The more I look at these pictures of my mom, the more I want to know why her? She kept me grounded. She did everything right. Growing up on a farm on Texas Road in a small town in Maryland, she possessed the need for more. So she joined the military and served for 16 years and retired as a Master Sargent. Raised 4 kids with the absence of my father, in which i have seen one time in my life. Her conservative, and strong christian nature made me feel like Hitler. I would give her every piece of me if she needed it. Although she was only born with one kidney, she new she had a spare that I would give to her without a second thought. I had her back just like she had mine.
It started out so small. It is unfair how it crept right by me so undetected like a serpent in the shadows. I remember her taking some time off in April because she hurt her arm. My mom was so independent that she often tried to do too much just to get the job done. So it was nothing for me to think that she probably was at the office and picked up something too heavy and pulled a muscle. But, the pain didn't go away, and started to get to the point where she was starting to not be able to use her arm. At this point it was time to see the doctor. We would eventually find out that she had a malignant tumor in her neck that then leaded to T-Cell Lymphoma and Bone Cancer.
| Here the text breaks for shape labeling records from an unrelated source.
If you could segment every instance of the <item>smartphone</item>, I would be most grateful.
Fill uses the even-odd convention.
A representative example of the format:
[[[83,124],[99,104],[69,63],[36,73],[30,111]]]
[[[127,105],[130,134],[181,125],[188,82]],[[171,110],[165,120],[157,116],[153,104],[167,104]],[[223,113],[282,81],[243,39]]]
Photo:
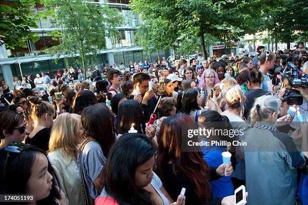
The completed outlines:
[[[55,97],[55,98],[56,99],[61,99],[62,98],[62,92],[55,92],[54,96]]]
[[[215,94],[215,90],[213,89],[211,89],[211,98],[213,98]]]
[[[180,203],[180,204],[181,205],[182,205],[182,204],[183,203],[183,199],[184,199],[184,197],[185,195],[186,190],[186,189],[184,187],[182,188],[182,190],[181,190],[181,193],[180,194],[180,195],[181,195],[182,197],[183,197],[183,198],[182,198],[182,200],[181,200],[181,203]]]
[[[164,80],[160,80],[160,91],[164,92],[165,89],[164,89]]]
[[[244,205],[246,201],[246,190],[244,185],[240,186],[234,191],[234,204],[235,205]]]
Through the treatment, things got worse but I was with her. There were times where she wouldn't eat. And I had to give her pep talks. I couldn't allow her to give up on herself. And she would look in my eyes, and listen. In between balancing assisting her, doing my music, taking my little sister to and from school, and dealing with legal stuff from a case I caught early 2008, I was able to get her to stabilize. She was back to being able to eat solid foods after 14 radiation treatments.
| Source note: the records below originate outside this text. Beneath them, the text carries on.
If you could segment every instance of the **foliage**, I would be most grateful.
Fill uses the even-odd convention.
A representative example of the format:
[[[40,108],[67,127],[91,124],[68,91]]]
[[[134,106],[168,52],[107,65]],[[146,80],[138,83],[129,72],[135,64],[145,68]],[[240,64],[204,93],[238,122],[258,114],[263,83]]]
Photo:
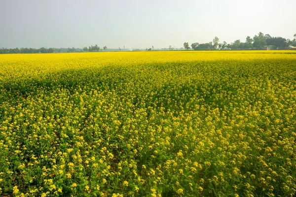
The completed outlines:
[[[3,55],[0,195],[295,196],[296,61]]]
[[[185,49],[185,50],[190,49],[190,47],[189,46],[189,44],[188,43],[188,42],[184,42],[183,46],[184,46],[184,48]]]

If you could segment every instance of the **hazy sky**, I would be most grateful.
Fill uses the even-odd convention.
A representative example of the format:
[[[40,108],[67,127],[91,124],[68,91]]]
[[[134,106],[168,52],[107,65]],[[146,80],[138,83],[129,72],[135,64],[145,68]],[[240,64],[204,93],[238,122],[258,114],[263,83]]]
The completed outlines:
[[[0,48],[181,47],[292,39],[296,0],[0,0]]]

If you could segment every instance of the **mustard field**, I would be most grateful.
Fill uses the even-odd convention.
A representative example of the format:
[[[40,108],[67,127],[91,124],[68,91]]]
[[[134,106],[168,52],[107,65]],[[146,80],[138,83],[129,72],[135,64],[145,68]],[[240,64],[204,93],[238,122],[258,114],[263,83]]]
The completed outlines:
[[[296,51],[0,55],[0,196],[296,196]]]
During the 2 weeks of rest that she was supposed to get before starting chemotherapy, I took her in for a blood transfusion because she had a really low white blood cell count from the radiation. Afterwords, I took her home and headed downtown for my sentencing for a little paper time. Following that, I would run across the street to the Label's branch office to pick up an advance check, so I could pay some bills off and buy a Macbook.
Back in the courtroom I sat, witnessing something prepared to be a simple signing of a few papers go down hill. Apparently, the weighted GPA score from high school that i reported in my interview with my P.O., didn't match the unweighted GPA score that the public schools turned in. Coupled with a couple more similarly minuscule discrepancies was enough for the judge to tell me to my face that i was a liar and definitely had an issue telling the truth. The fact that this was an easily beatable case in retrospect, and that I plead guilty just to expedite things and get such an infantile charge out my hair, added even more insult to injury. Needless to say, at that point, May 13th, I was brought back into custody.
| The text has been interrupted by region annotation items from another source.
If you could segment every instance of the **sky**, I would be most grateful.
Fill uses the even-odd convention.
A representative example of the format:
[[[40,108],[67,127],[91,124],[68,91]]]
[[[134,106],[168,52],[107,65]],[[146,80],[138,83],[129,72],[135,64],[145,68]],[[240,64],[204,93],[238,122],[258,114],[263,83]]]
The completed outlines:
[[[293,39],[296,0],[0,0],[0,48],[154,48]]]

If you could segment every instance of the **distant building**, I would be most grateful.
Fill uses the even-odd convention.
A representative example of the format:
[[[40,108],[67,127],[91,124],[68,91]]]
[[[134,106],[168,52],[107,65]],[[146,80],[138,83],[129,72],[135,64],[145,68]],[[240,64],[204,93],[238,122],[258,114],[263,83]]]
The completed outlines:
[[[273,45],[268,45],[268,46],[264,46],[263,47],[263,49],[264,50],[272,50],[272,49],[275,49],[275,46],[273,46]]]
What bothers me the most is that it seems as if as soon as I got locked up, everything collapsed in my absence. Ironically, from the outside, St. Anthony is less than a mile away from the Jail. My last memory of my mom was a visitation at the jail where I was unable to even touch her, separated by the bullet proof glass. My sister told me that even in her last days all my mom seemed to be worried about was me. In a delirious state from brain damage she would ask my sisters, "Where is Lorin? I need to know that he is okay.." That hurt and still does. Being escorted from my cell to the Chaplain's office and then being handcuffed before having the phone be handed to me; it was a three-way call. I heard two of my sisters and a third man that they were getting off the phone. The word that stuck out was "Mortuary". I already knew. My sister said "Lorin, Mom passed away last night.." In Life there are a lot of firsts. One I hope few people ever have to experience is crying helplessly in jail. The day was June 15th.